The two have known each other through mutual friends and the folk festival and club circuit, but have never toured together.
“I’ve been an admirer of her for years. When I was busking in Calgary, she already was touring and had a record out and I said ‘I want that,’” Alexander continued adding the nucleus of the tour began while Alexander was touring with Jane Siberry and Allen was on the same bill.
“Jane was recording her albums in the recording studio I was living in (in Ashcroft, B.C) and we’ve known each other for mutual friends for years and the next thing I knew I was touring  major American cities with her,” Alexander continued adding this tour is mostly small towns. She has played Lethbridge several times at the Wolf’s Den. Tongue N’ Groove and several other venues.
Her musical style has changed from a more rock influenced sound like Sheryl Crow and Shawn Colvin, then evolved into country once she realized how much  the music of Dolly Parton and Loretta Lynn, which her parents were listening to, had sunk in her brain, not to mention how people like Steve Earle, Ryan Adams and Wilco were making country music outside of the realm of Top 40 radio. “Country music is a good storytelling medium. When I first started, girls like Shawn Colvin and Sheryl Crow were playing so that was my first album, then my producer looked at me and asked if I ever thought about being a country musician, and I said that’s what my parents listen to.The third one was more folky. And the new one I’m getting more familiar with my guitar both acoustic and on the electric and there’s more of a rock beat,” she said adding she is almost finished her fourth record which she expects will be out in September, just in time for another tour with Jenny Allen.
“I call her about publicity or something and she’ll say ‘I’ve already done that.’ “I love touring with her. It’s like there’s two of us. Of course that means we’ll have to split the millions we’ll make, but we’re not in this for the money,” she laughed.
Allen, who is engaged to a man in Toronto, is looking forward to returning to the west for this tour.

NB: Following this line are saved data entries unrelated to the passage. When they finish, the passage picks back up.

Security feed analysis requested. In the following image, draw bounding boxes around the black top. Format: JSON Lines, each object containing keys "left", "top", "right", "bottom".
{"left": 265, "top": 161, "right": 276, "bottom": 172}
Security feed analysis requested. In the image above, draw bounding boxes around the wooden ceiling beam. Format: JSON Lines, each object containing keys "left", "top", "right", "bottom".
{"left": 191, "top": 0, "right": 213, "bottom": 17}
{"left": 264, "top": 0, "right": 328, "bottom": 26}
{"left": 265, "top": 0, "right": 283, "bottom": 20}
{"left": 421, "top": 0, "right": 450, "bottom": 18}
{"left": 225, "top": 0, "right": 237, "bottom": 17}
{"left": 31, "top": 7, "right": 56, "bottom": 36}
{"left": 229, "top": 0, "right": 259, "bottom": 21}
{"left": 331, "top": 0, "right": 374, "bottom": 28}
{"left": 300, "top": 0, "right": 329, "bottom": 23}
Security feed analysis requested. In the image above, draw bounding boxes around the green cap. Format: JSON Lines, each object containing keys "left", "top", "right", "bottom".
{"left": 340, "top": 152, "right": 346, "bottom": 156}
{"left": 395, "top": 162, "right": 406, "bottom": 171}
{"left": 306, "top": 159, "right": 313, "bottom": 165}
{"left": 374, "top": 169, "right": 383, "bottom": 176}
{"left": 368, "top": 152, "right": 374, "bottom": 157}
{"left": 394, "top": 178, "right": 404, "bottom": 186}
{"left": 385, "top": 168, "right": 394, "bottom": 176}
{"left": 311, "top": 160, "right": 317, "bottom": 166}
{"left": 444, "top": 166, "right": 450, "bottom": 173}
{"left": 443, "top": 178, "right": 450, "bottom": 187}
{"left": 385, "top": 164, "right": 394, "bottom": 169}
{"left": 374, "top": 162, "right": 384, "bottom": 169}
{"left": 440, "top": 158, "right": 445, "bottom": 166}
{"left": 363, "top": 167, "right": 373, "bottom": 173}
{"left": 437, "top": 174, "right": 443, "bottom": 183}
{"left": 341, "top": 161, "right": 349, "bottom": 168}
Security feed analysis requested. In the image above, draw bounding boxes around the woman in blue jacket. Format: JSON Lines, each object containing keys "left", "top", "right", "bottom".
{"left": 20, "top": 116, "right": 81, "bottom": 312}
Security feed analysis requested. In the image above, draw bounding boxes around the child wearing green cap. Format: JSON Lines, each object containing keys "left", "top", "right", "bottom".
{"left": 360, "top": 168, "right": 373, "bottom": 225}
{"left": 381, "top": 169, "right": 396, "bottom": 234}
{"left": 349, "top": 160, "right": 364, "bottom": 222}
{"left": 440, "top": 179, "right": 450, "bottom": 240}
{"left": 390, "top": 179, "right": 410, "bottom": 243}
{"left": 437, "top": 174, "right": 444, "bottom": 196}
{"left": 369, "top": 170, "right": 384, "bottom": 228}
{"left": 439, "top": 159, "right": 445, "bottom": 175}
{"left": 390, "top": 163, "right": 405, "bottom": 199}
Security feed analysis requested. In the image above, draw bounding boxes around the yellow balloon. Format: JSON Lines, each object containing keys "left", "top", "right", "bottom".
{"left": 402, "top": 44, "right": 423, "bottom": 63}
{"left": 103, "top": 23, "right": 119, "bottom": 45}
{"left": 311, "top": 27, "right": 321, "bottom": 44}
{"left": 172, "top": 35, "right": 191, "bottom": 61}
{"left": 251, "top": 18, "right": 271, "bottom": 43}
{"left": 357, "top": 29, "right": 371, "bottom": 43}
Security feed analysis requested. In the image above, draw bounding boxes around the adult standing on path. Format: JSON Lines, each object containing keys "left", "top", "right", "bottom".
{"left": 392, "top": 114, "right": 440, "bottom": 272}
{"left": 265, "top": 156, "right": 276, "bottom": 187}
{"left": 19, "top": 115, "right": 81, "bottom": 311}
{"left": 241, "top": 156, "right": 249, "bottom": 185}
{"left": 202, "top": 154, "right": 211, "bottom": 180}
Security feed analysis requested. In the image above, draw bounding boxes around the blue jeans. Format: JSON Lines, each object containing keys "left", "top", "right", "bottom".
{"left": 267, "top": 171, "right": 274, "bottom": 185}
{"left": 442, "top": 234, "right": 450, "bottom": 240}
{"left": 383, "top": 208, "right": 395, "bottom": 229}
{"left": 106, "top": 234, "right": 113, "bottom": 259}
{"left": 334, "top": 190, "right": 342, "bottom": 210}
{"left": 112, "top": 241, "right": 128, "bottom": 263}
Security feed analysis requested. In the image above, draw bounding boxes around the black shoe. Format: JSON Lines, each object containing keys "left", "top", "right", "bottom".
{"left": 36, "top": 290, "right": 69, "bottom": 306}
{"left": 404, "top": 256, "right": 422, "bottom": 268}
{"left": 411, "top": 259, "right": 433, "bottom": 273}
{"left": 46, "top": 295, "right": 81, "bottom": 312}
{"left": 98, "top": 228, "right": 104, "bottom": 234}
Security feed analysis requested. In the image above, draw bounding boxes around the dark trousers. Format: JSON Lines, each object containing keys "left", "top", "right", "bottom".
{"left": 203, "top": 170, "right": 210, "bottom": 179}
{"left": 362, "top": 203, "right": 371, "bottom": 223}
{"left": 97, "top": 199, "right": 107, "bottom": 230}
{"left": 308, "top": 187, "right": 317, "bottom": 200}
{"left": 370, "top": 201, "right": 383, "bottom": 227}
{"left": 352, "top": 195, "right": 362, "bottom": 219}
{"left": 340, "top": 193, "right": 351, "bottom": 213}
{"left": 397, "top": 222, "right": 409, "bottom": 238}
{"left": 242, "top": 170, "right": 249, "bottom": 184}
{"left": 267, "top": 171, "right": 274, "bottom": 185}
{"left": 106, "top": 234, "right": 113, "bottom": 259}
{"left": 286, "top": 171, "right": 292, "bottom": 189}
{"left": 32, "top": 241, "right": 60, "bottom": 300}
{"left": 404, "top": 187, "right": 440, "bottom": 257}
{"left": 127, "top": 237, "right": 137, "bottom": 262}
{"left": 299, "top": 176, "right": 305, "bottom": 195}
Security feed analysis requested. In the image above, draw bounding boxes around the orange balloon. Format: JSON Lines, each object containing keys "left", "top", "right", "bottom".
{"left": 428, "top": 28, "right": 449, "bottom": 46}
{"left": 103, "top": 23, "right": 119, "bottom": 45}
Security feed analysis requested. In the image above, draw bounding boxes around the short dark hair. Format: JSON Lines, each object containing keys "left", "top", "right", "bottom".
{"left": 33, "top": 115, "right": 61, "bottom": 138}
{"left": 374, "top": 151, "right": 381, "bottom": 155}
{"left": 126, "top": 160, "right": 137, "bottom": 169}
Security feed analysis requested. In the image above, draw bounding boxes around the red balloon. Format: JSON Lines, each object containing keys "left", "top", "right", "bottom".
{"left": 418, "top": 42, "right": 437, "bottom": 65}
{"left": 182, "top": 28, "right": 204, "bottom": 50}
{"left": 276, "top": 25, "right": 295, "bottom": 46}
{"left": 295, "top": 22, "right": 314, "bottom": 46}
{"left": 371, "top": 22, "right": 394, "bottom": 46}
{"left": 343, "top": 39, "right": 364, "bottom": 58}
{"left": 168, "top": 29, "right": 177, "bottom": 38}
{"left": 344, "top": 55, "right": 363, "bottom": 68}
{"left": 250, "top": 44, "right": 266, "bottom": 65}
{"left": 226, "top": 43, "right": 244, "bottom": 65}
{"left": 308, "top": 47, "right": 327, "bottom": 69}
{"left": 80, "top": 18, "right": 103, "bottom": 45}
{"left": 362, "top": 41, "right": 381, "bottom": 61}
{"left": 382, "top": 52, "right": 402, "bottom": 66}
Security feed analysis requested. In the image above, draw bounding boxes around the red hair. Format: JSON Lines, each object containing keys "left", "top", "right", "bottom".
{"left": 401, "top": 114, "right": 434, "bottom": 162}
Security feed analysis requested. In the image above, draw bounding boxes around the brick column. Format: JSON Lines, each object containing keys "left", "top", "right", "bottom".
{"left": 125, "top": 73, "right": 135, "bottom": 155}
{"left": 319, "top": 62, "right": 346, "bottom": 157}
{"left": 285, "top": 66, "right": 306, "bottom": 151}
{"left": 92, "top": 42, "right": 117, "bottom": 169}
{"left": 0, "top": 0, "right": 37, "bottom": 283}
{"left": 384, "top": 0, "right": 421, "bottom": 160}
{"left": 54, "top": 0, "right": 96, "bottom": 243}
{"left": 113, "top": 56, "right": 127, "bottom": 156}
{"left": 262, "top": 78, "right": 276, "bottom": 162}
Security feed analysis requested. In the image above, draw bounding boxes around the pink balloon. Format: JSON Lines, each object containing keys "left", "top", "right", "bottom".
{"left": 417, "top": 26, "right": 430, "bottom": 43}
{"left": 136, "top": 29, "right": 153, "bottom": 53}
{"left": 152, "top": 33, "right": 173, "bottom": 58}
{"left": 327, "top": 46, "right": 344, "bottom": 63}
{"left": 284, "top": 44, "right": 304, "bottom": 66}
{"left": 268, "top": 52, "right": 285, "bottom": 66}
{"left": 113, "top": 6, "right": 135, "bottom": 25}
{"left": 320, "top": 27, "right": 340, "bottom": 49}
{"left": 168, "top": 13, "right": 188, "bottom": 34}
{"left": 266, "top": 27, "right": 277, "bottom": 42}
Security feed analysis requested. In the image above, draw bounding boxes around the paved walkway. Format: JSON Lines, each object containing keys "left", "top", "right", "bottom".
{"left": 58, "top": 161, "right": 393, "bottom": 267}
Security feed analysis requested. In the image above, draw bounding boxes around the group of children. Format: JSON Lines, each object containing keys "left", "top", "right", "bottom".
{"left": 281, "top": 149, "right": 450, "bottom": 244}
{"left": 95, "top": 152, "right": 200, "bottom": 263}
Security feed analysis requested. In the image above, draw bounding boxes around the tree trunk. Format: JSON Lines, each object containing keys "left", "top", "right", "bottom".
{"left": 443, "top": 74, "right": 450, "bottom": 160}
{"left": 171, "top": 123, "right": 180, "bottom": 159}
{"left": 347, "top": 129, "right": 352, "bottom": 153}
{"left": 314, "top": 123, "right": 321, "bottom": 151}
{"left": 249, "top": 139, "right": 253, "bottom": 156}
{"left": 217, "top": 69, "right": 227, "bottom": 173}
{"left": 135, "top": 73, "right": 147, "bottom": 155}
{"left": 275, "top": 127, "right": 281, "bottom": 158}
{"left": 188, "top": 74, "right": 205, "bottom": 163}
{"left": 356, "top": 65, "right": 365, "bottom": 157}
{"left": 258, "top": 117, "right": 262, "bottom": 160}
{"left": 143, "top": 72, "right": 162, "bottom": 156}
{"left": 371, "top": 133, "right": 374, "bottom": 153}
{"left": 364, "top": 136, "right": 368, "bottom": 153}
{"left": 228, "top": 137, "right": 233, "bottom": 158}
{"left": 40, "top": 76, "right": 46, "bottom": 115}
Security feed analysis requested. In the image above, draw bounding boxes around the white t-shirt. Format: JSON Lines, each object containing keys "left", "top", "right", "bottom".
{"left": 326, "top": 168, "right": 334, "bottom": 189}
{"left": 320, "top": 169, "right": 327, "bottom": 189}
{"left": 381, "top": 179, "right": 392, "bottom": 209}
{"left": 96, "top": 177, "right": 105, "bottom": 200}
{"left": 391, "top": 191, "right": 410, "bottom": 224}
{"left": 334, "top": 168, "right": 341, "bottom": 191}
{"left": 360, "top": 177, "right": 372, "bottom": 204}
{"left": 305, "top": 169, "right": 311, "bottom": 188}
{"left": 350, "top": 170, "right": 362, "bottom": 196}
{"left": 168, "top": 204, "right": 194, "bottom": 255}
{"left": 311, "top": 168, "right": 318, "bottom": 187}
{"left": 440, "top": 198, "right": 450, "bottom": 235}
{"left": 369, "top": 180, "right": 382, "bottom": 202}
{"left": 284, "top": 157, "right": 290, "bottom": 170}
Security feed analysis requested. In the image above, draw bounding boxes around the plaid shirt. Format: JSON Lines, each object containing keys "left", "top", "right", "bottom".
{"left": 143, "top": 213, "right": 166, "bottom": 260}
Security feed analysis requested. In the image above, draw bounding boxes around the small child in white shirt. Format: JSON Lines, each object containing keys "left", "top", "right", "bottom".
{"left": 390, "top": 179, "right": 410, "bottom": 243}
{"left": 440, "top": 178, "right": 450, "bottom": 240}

“It’s going to be great. I’m looking forward to starting on Alberta then spending a month in B.C,” she enthused adding most of the shows will just be the two of them, though they may hook up with local backing bands along the way to flush out their sound. She plays guitar and will be playing quite a bit of washboard. She has played Lethbridge several times as a solo artist at the Tongue N’ Groove and at the Dragon Boat Festival, but never with Alexander.
“It’ll be our own unique brand of folk and roots,” she said adding she also plays with a popular roots band called the Fates.
“We always had the idea of being a female version of Blackie and the Rodeo Kings. But we don’t have Willie P Bennett. I’ll be  playing some of my portion of those songs as well,” she said.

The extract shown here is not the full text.